In 2007 Naturland passed its standards for sustainable fisheries/wild fish and initiated a pilot project for Lake Victoria perch with traditional fishers in Tanzania. The criteria applied include the sustainable use of existing fish stocks, abstention from critical fishing methods, high social standards for fishermen and employees, and organic processing to the Naturland standards.

To provide the consumer with clear information on the source of the products, Naturland has designed its own “Naturland Wildfish” logo. The production, processing and export of fish and seafood are important sources of income for many southern countries, and these can only be maintained by practicing organic and sustainable forms of production. Consumer awareness of this principle is growing daily.
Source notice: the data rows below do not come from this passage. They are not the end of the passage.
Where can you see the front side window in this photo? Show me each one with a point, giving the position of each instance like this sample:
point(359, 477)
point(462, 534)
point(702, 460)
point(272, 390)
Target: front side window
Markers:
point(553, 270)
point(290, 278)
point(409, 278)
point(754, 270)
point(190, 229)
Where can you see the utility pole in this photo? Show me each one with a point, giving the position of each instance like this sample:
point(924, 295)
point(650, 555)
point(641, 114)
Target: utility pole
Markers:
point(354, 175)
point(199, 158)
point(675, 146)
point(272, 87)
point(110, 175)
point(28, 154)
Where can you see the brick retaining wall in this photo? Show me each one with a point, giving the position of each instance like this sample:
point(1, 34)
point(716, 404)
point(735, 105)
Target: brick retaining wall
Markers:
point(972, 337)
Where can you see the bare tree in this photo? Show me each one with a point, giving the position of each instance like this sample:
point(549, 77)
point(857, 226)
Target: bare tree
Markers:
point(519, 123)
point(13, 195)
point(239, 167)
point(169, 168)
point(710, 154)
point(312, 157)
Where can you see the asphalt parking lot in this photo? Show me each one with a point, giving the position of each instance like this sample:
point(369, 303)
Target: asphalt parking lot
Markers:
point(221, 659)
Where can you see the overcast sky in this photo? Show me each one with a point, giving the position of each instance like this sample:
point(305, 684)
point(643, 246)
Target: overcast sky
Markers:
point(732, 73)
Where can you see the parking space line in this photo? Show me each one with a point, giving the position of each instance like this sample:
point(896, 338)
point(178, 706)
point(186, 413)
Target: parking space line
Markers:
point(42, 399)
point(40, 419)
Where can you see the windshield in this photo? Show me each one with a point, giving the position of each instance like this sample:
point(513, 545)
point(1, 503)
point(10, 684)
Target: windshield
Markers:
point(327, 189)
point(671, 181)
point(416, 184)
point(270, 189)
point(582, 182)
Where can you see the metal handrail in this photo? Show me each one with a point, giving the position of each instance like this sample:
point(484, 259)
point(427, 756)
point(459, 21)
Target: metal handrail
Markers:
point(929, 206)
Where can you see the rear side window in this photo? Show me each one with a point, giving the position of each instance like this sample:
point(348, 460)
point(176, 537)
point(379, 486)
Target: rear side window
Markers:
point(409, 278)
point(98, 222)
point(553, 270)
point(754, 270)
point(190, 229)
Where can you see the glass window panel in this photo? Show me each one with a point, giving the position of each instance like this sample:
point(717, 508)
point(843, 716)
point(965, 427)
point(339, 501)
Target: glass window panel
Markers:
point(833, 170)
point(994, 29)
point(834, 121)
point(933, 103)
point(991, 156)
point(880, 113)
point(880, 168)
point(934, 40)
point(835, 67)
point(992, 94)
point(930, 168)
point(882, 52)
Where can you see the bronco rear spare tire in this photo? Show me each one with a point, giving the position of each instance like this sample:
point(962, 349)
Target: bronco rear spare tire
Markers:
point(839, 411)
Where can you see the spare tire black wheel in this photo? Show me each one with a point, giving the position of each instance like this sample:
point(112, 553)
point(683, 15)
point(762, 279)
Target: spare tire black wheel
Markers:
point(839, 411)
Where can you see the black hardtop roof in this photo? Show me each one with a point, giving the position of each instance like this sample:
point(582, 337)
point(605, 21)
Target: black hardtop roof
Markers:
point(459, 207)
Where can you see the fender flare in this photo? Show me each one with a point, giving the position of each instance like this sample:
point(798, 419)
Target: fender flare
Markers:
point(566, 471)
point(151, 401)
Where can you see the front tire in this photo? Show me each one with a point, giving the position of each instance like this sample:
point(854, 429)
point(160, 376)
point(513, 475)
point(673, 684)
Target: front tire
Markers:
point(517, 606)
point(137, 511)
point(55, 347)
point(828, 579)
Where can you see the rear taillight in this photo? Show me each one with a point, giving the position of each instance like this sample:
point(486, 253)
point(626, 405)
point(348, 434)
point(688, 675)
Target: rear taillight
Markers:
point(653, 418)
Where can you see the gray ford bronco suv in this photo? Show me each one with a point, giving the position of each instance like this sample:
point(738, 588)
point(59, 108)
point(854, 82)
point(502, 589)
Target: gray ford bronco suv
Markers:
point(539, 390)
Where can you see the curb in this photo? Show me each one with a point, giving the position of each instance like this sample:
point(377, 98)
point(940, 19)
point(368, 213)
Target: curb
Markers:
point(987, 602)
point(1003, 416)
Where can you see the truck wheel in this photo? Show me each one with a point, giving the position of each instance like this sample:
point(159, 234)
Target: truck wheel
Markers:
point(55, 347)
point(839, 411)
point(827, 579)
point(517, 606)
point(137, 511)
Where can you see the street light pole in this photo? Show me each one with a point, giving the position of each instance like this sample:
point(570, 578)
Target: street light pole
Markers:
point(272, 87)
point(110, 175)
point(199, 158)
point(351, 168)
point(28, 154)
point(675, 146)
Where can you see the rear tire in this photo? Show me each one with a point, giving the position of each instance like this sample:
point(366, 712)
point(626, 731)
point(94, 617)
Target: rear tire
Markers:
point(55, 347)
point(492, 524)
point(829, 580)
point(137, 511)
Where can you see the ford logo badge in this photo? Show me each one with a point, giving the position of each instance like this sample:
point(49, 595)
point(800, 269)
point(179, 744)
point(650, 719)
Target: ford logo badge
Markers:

It is the responsibility of trading partners from the north to impose clear quality criteria as an incentive for their suppliers to adopt these principles.

Naturland promotes organic farming all over the world. In addition to fish, Naturland works with coffee from Mexico, tea from India, olive oil from Greece, spices from Sri Lanka and tropical fruit from Uganda.

In other fish news, a 2010 investigation revealed fish served in restaurants and sold in grocery stores across California contain high levels of mercury; one-third of the fish purchased at grocery stores is unsafe for consumption.

And last year, the European Union failed to impose stricter fishing quotas on Bluefin Tuna; over-fishing has pushed Bluefin to the brink. Some experts want to put Bluefin Tuna on the endangered species list.